Nuestros tiempos son convulsos, inciertos y líquidos…, ergo,
en nosotros no faltarán la confusión, la incertidumbre, la perplejidad, la
desesperanza, la ausencia de referencias…
Bastaría en la oración de hoy leer con atención la primera lectura, como
si Pablo nos la escribiese a nosotros. ¿De qué nos habla? ¿A qué se nos va la
cabeza?
Pidamos la gracia de fijar la mirada en Cristo, de no caer en el día de
hoy, tan solo por hoy, en la desesperanza. Ni en la tibieza. Ni en la moda
porque es lo que se lleva (aún en lo espiritual). Ni en la crítica a los otros.

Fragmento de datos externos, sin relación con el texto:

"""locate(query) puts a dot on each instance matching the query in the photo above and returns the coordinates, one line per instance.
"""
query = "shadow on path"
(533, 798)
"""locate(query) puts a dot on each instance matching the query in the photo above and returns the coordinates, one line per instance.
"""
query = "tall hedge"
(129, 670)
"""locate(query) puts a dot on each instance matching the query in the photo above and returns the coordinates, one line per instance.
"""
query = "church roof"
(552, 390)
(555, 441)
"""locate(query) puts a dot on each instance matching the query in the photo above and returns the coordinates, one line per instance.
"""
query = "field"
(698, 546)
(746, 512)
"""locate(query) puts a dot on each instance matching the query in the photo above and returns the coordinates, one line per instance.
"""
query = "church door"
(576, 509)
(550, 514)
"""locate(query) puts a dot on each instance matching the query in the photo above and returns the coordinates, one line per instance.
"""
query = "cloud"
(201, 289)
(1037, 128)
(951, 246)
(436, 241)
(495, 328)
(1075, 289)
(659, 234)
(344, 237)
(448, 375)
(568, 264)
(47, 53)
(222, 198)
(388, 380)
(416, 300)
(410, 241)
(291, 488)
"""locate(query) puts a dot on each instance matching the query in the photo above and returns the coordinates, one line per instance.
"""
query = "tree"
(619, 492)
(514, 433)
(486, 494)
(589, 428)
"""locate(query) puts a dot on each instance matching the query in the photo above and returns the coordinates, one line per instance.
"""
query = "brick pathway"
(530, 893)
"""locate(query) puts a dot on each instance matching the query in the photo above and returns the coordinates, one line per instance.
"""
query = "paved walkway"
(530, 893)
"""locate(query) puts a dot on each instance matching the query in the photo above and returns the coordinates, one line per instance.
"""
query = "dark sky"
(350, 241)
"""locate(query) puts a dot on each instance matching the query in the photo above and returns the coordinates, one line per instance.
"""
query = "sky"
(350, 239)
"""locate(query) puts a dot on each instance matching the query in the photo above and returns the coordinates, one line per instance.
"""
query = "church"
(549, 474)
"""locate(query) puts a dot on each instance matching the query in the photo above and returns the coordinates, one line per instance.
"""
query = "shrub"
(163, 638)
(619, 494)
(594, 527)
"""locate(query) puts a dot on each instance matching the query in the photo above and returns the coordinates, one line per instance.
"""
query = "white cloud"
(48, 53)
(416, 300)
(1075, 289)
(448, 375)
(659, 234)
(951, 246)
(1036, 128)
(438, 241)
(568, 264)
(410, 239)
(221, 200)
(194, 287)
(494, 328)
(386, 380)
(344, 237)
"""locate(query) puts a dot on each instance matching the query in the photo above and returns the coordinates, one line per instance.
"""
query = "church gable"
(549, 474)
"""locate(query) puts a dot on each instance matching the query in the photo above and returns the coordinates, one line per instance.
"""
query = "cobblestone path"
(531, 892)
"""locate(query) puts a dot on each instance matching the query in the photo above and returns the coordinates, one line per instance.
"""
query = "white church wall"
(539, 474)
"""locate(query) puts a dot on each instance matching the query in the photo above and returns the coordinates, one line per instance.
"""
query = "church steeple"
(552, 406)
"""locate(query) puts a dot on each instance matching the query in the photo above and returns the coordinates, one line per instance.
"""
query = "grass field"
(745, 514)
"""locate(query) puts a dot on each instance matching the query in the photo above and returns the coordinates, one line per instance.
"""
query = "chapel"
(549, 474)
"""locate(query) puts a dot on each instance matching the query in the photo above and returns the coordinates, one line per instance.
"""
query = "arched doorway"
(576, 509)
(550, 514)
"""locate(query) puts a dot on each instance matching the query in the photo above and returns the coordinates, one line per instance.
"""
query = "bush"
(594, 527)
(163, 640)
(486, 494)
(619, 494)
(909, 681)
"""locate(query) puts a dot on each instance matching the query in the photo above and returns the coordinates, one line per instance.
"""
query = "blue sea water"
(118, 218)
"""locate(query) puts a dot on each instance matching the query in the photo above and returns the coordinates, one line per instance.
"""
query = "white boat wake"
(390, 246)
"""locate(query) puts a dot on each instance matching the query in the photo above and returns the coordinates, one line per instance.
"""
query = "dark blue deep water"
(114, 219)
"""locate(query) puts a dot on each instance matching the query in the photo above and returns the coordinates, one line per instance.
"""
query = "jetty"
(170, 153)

No merece la pena detenerse en la crítica o en la queja, hay un Corazón
sediento que amar.
Señor, si verdaderamente “hay más dicha en dar que en recibir”,
concédenos tomar conciencia de que nuestra vida es decisiva para el hoy y para
el mañana de la Iglesia. La santidad de la Iglesia se concreta en la vida de
cada creyente. En nuestra vida se hace realidad o se difumina la santidad que a
otros ha de conmover, y atraer.
Madre, que la belleza y la Gloria de tu Hijo resucitado corra las
piedras de nuestros sepulcros. Que de mañana, sin esperar a otro momento mejor,
con urgencia, lleguen misioneros de tu presencia resucitada a nuestras vidas.
Que al ver los lienzos caídos en el suelo de nuestro día a día, descubramos los
signos de la Pascua en nuestra vida.
Si nosotros somos los tiempos, llevar la Resurrección a otros pasa por resucitar nosotros mismos. No con nuestras fuerzas (es ridículo que continuemos intentándolo por nosotros mismos), sino dejando que tu Amor lo haga realidad en nosotros. Así comenzaremos a esperarlo en la vida de los demás.